Milosh had told her.

“Stand up,” he said.

She did so, a puzzled look on her face.

“Turn around,” he said, and the old woman complied.

Before she had turned back, Milosh had snatched the sword from the ground beside Tomas, and with a single stroke had cut Anna to the ground.

There had been shock and outrage. But only at first, as Milosh gently rolled Anna’s body face down.

There he pointed out what no one else had seen, or at least understood. The old woman’s back was covered in sawdust.

“From a coffin,” he explained. “That was why she didn’t want to help us. She was one of them! She was guiding them, infected perhaps by the Shadow Queen herself…. I would have understood sooner, but we didn’t know they could move by daylight.”

Milosh had turned to give the sword to Peter.

“This is yours now,” he said, but Peter shook his head.

“No,” he said. “I don’t want it. It’s what my father didn’t want to be. Let me give it to you. You will need it. You can use it.”

Milosh nodded.

They buried Tomas in the very graveyard from which the epidemic had first sprung, now truly a place of final rest, thanks to their efforts.
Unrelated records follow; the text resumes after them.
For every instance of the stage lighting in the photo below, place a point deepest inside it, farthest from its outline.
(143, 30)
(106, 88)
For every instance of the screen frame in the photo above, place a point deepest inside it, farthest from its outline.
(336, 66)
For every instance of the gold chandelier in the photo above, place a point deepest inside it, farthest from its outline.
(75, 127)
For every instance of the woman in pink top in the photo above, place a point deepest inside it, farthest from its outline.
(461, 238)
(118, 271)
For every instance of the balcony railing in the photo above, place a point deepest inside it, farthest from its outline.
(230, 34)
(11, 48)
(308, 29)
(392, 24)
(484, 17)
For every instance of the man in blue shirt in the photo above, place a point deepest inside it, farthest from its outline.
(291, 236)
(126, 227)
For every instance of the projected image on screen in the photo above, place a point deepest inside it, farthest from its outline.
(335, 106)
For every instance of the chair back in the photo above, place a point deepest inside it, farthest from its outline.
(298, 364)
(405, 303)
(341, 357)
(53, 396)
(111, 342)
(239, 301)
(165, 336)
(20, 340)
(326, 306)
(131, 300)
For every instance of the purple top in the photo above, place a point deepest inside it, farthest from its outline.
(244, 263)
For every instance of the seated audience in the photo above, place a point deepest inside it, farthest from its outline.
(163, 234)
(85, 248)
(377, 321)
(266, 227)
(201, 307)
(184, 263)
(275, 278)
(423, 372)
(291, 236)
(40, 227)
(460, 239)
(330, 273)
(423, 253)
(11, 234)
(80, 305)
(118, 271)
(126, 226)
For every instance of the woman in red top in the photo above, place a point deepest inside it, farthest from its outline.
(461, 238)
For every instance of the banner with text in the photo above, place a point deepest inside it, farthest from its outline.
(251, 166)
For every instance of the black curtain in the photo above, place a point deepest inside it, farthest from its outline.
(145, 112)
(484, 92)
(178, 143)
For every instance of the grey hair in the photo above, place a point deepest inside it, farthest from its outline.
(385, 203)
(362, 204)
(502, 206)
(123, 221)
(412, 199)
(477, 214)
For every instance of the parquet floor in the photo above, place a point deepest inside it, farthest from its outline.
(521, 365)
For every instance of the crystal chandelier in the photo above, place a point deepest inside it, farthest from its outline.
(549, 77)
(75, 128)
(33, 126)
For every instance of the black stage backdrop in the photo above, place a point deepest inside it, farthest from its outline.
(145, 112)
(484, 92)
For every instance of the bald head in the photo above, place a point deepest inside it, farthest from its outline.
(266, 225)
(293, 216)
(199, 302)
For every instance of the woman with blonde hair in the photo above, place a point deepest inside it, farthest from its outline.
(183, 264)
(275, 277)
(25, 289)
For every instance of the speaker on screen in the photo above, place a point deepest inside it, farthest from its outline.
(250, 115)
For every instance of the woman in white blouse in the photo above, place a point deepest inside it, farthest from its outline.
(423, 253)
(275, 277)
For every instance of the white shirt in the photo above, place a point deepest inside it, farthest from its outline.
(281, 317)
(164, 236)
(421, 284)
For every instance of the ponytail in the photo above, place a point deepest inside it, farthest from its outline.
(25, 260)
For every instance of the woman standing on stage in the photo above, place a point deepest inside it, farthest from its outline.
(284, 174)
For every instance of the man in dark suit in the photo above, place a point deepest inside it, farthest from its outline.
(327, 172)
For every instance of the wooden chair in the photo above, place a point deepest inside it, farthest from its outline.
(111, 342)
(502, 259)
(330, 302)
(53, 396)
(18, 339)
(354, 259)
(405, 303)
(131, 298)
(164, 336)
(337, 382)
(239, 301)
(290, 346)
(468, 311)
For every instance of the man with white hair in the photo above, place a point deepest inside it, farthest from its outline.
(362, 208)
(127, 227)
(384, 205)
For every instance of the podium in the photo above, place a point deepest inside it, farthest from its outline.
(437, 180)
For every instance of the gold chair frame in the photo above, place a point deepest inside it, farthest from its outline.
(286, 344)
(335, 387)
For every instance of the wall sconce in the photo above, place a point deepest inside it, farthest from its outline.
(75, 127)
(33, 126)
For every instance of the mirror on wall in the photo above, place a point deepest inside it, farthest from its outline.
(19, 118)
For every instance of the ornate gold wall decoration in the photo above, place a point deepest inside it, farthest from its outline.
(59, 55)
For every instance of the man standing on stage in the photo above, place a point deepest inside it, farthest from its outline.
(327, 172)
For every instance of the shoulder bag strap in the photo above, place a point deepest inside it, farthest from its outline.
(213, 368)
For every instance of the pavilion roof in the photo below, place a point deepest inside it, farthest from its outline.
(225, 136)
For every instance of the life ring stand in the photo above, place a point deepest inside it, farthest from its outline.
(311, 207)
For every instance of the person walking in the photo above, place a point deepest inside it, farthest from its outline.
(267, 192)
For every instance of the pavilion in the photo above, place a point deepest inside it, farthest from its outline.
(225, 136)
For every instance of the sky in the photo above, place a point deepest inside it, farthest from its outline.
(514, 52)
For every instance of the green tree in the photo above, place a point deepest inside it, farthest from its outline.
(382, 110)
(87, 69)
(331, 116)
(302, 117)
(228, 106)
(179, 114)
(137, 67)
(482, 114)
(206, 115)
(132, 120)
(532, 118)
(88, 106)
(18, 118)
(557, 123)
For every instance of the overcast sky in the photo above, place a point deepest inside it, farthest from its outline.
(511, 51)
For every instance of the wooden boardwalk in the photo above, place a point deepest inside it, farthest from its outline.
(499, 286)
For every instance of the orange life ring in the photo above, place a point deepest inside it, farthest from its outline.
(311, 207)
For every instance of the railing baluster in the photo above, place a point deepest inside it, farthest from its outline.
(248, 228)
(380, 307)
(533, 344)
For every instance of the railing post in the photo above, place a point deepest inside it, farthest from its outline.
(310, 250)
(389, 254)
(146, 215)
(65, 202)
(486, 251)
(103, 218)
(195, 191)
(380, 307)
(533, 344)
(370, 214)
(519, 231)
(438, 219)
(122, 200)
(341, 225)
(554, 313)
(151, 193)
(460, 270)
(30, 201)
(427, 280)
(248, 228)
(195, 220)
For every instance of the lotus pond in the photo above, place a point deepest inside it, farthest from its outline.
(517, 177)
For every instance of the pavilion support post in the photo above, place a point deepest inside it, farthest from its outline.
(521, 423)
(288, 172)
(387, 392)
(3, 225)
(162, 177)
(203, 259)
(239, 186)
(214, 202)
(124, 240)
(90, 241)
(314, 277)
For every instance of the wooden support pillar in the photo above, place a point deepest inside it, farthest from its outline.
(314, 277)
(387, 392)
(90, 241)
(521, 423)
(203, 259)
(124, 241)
Finally, St. George’s Day came, and with it, Sofia came to see Peter for the last time.

It was a beautiful spring morning, full of bursting hope. The trees were heavy with leaves, and flowers had leapt into life in the meadow. Peter was sitting on a tree stump on his island, thinking how the early green of spring was the most perfect of the year, when into his vision walked Sofia.

“May I come over?” she called.

Peter waved and she crossed the bridge.

Beyond her, Peter saw the Gypsy caravan on the path through the trees, and knew the day had come.

“Don’t say anything,” he said as she came close.

The smile softened his words, but Sofia still ignored him.

“Why don’t you come with us?” she said.

“I can’t,” Peter said. “You know that as well as I do. This is my home. I belong here, in the home my father and I built. I want to stay.”